Терпеть дальше подобные разглагольствования я уже не мог. Лицо адвоката, как и все другие лица присутствующих, казалось мне ярко и чётко очерченным, голос говорившего звучал откуда-то издалека. Я громко и возбуждённо перебил его:
— Рабочих у нас не полтора миллиона, а, по крайней мере, четыре с половиной — пять. Ваши цифры неправильны и произвольны. Наш рабочий уже достаточно показал себя за последние годы.

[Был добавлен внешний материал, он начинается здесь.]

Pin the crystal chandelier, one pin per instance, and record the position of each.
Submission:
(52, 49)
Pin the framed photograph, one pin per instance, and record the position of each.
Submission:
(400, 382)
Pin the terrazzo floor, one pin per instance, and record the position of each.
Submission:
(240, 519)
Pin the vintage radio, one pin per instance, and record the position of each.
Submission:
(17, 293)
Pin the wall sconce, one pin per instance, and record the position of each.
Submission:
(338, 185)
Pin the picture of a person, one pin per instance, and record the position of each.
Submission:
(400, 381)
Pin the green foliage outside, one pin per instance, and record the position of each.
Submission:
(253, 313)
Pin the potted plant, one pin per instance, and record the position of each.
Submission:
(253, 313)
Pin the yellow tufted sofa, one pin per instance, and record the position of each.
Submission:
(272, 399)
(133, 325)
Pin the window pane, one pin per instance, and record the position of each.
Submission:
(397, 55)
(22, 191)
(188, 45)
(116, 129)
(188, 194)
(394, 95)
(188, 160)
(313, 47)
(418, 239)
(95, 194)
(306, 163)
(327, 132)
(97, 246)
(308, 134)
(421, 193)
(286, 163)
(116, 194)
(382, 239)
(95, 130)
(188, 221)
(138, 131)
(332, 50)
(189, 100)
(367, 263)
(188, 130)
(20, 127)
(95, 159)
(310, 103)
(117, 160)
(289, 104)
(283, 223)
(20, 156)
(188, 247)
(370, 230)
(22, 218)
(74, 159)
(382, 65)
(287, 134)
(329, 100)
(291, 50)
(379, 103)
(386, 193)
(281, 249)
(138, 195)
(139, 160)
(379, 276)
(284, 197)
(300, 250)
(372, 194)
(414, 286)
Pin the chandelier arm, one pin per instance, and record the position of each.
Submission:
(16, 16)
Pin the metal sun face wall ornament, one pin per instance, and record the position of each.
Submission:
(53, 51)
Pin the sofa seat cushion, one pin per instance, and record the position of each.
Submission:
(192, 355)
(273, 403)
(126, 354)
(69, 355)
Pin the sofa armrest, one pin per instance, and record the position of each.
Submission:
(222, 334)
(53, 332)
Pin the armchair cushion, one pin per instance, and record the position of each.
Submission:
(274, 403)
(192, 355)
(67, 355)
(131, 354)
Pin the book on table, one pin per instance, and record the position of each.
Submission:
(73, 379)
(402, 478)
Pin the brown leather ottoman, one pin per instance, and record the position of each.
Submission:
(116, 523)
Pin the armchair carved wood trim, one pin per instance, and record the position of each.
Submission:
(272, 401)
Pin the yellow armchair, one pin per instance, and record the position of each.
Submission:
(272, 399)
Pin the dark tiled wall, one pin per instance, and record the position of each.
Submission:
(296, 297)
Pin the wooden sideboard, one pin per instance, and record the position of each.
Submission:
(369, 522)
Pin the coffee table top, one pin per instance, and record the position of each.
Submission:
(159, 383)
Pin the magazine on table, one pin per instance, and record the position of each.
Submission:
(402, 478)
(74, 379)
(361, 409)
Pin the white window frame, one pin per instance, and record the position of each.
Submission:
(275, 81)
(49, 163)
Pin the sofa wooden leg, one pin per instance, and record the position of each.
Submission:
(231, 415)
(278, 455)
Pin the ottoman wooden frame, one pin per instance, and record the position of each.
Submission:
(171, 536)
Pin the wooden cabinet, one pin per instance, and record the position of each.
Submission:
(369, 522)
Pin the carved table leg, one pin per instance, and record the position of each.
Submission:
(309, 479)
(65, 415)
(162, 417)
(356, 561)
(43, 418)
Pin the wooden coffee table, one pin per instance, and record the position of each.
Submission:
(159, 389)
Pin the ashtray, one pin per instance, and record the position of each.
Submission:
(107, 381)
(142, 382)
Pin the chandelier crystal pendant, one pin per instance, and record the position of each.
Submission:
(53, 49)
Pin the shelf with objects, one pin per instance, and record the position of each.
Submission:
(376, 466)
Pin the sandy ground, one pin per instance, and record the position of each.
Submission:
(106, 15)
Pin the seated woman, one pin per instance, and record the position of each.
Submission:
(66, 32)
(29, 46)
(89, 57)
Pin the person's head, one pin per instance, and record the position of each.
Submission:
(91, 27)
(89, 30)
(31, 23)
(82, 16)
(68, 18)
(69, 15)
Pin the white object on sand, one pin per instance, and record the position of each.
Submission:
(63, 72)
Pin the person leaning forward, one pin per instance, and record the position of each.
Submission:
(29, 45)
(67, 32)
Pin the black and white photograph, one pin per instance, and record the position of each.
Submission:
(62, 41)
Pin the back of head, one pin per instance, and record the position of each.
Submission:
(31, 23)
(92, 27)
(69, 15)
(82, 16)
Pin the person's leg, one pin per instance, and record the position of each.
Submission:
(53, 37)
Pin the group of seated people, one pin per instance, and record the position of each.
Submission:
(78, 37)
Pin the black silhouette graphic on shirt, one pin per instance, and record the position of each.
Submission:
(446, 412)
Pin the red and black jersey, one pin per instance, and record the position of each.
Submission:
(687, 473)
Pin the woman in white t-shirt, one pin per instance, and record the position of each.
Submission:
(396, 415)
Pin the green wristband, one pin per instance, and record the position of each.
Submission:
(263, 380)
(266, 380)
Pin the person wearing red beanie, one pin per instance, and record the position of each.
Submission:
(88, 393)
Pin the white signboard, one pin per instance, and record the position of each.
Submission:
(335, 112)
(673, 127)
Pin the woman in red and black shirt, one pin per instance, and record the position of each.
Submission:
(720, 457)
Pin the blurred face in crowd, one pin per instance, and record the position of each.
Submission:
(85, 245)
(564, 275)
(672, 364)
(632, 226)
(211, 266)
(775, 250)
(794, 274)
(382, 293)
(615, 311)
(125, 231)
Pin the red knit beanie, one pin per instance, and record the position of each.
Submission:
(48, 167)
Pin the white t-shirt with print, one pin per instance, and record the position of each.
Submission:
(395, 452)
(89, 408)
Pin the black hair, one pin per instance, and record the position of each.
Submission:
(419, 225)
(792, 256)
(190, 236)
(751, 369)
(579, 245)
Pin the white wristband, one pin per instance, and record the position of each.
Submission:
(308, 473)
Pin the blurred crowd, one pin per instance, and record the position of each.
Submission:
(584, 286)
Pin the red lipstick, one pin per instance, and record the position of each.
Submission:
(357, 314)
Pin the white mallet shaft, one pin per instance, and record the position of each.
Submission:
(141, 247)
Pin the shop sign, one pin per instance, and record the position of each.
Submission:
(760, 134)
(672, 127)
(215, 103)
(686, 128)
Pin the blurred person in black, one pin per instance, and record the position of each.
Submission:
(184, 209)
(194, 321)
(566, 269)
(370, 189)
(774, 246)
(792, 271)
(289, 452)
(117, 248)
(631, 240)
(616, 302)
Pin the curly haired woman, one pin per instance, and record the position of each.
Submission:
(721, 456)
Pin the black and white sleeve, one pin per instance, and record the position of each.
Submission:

Адвокат посмотрел так, будто там, где я сидел, было пустое место, вправил манжету.
— Остаётся интеллигенция. Интеллигенция серьёзная культурная сила, но…
Ненавистным показался мне оратор. Наглея и возмущаясь, я докончил за него:
— Но интеллигенция без рабочего может произносить только хорошие и никому не нужные слова.
Адвокат умолк и в первый раз пренебрежительно посмотрел на меня в упор.
— В начале бе слово, — шутливо заметил сановник со звездой, подвигая к себе балык.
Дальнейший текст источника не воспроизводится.